Based on the above experimental results, an accurate N ₂ O generation pathway in the flora can be obtained by fusing analysis of the N ₂ O production pathway using stable isotopes and quantitative analysis of mRNA serving as an index representing the activity of ammonia oxidizing bacteria. It was found that it is possible to know the biological or non-biological N ₂ O production pathway accurately.

From the results of the above experimental examples, the present invention can clarify the release route of N ₂ O in all wastewater treatment facilities and the flora of soil and the like, and aimed at suppressing the release of N ₂ O into the environment. It turns out that it can show tactics. Further, the present invention can be applied to, for example, development of a mathematical model related to a generation path. According to the present invention, for example, it is possible to provide information to be fed back to the operation management of a wastewater treatment facility and the quality control of soil, and specific measures for reducing the generation of N ₂ O without requiring a long-term experiment. Can be found.

The present invention includes a technique that makes it possible to accurately grasp the N ₂ O production path by AOB. Therefore, it becomes possible to establish clear tactics for identifying the exact N ₂ O release route from wastewater treatment and reducing the release amount, and to contribute to the reduction of greenhouse gas emissions from wastewater treatment facilities. Can do. The present invention can be applied not only to wastewater treatment facilities but also to any environment in the natural environment. For example, it can be applied to various industrial, engineering, and agricultural fields such as soil (field) serving as a hotbed for N ₂ O generation, landfill final disposal site, paddy field, etc. it is possible to clarify the _{2 O} emission path, thereby contributing like assembly strategy inhibition of release of N _{2 O} to the environment.

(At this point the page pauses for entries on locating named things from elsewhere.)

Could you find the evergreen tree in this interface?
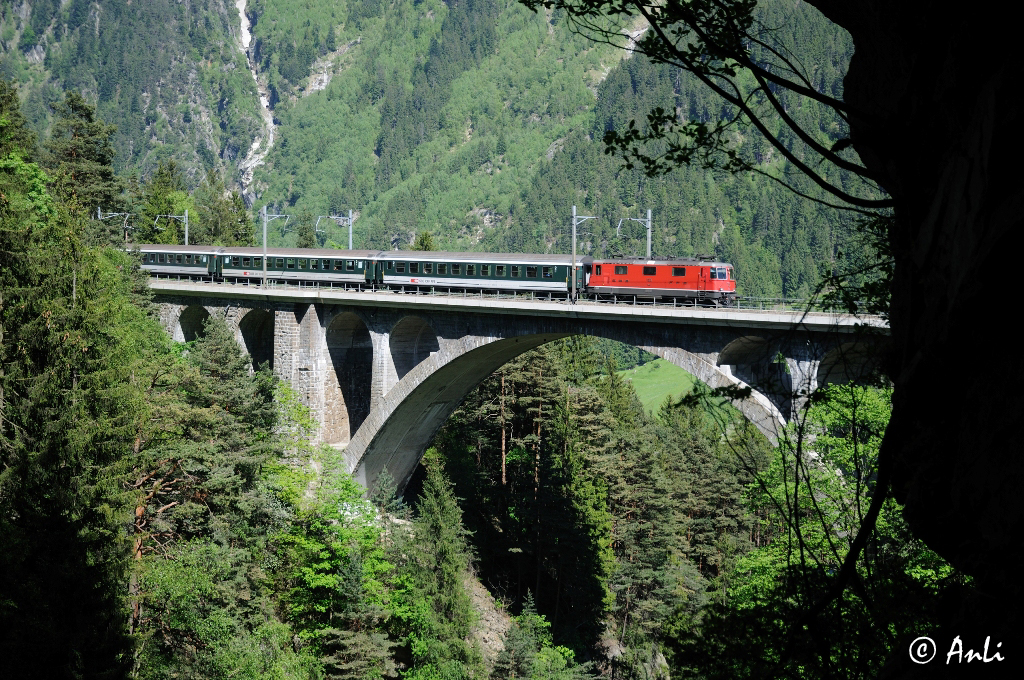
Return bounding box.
[43,91,122,225]
[0,91,142,678]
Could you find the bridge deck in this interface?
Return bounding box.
[150,280,889,333]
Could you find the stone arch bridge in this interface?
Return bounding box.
[151,281,888,488]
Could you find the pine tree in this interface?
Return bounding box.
[43,91,121,229]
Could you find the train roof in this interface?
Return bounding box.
[587,257,732,267]
[133,244,586,264]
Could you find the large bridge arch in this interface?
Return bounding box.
[345,325,785,488]
[171,304,210,342]
[238,308,273,370]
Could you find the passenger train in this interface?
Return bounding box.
[137,245,736,306]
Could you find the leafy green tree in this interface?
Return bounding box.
[413,231,436,250]
[189,169,252,246]
[673,385,963,678]
[295,210,316,248]
[490,593,593,680]
[392,459,480,678]
[134,161,197,244]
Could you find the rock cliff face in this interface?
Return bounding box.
[811,0,1024,647]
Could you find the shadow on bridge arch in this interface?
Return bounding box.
[323,312,374,444]
[816,340,881,386]
[239,309,273,370]
[345,325,785,497]
[388,316,440,384]
[173,304,210,342]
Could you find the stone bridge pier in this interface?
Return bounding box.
[151,289,880,488]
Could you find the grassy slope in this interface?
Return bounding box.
[618,358,696,417]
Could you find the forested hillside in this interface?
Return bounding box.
[8,0,868,297]
[0,62,970,680]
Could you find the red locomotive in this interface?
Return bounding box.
[583,258,736,306]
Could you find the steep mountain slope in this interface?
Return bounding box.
[0,0,856,297]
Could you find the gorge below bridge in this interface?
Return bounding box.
[151,280,888,490]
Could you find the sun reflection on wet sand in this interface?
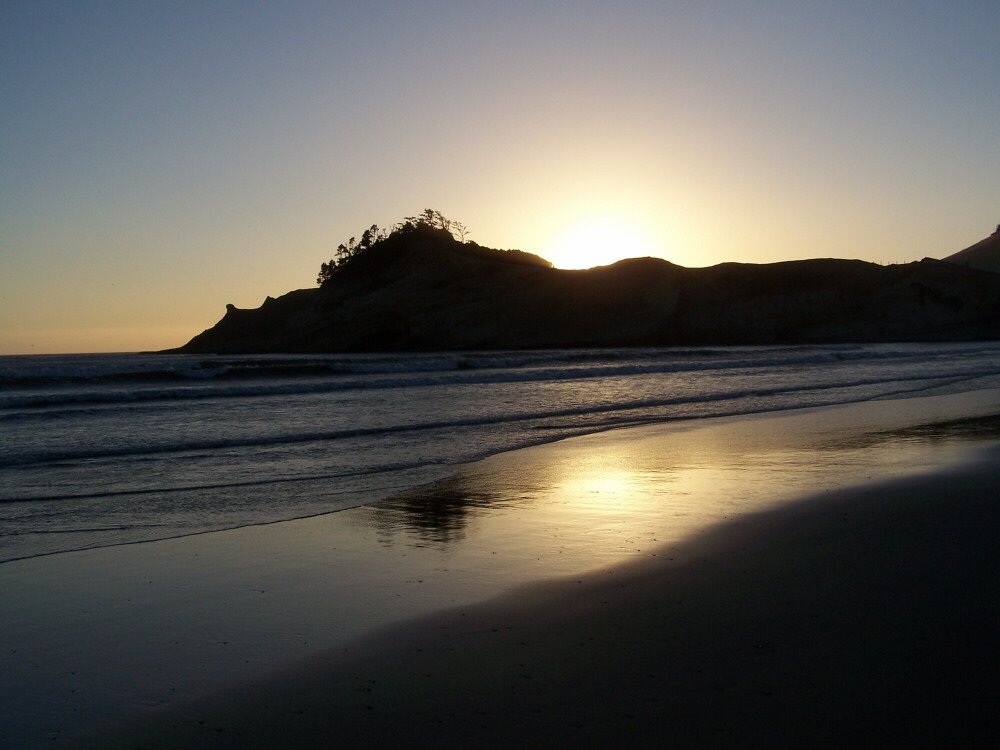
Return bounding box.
[357,388,996,580]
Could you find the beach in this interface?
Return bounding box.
[0,389,1000,747]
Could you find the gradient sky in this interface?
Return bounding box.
[0,0,1000,353]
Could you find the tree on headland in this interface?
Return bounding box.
[316,208,552,286]
[316,208,469,286]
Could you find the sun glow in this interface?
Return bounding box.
[541,218,662,268]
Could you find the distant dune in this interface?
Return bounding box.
[945,225,1000,280]
[176,225,1000,354]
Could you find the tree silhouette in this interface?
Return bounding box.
[316,213,469,286]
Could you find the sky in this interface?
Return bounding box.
[0,0,1000,354]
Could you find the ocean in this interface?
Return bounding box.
[0,343,1000,562]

  The present invention is not limited to the above-described embodiments, and various modifications can be made. For example, the present invention includes substantially the same configuration (for example, a configuration having the same function, method and result, or a configuration having the same purpose and effect) as the configuration described in the embodiment. In addition, the invention includes a configuration in which a non-essential part of the configuration described in the embodiment is replaced. In addition, the present invention includes a configuration that exhibits the same operational effects as the configuration described in the embodiment or a configuration that can achieve the same object. In addition, the invention includes a configuration in which a known technique is added to the configuration described in the embodiment.

Claims (5)

A first step of supplying ammonia and oxygen to the flora;
In the first step, after the ammonia is substantially depleted, a second step of supplying ¹⁵ N-labeled nitrous acid to the flora;
After the second step, a third step of supplying hydroxylamine labeled with ¹⁵ N to the flora;
A method for evaluating a bacterial flora. In claim 1,
A method for evaluating a flora further comprising a step of mass-analyzing a gas generated from the flora. In claim 2,
The method for evaluating a flora, wherein the gas is nitrous oxide. In any one of Claims 1 thru | or 3,
A method for evaluating a flora further comprising a step of quantitatively analyzing a gene expressed in the flora. In claim 4,
The method for evaluating a bacterial flora, wherein the gene encodes an enzyme involved in oxidation and / or reduction of nitrogen.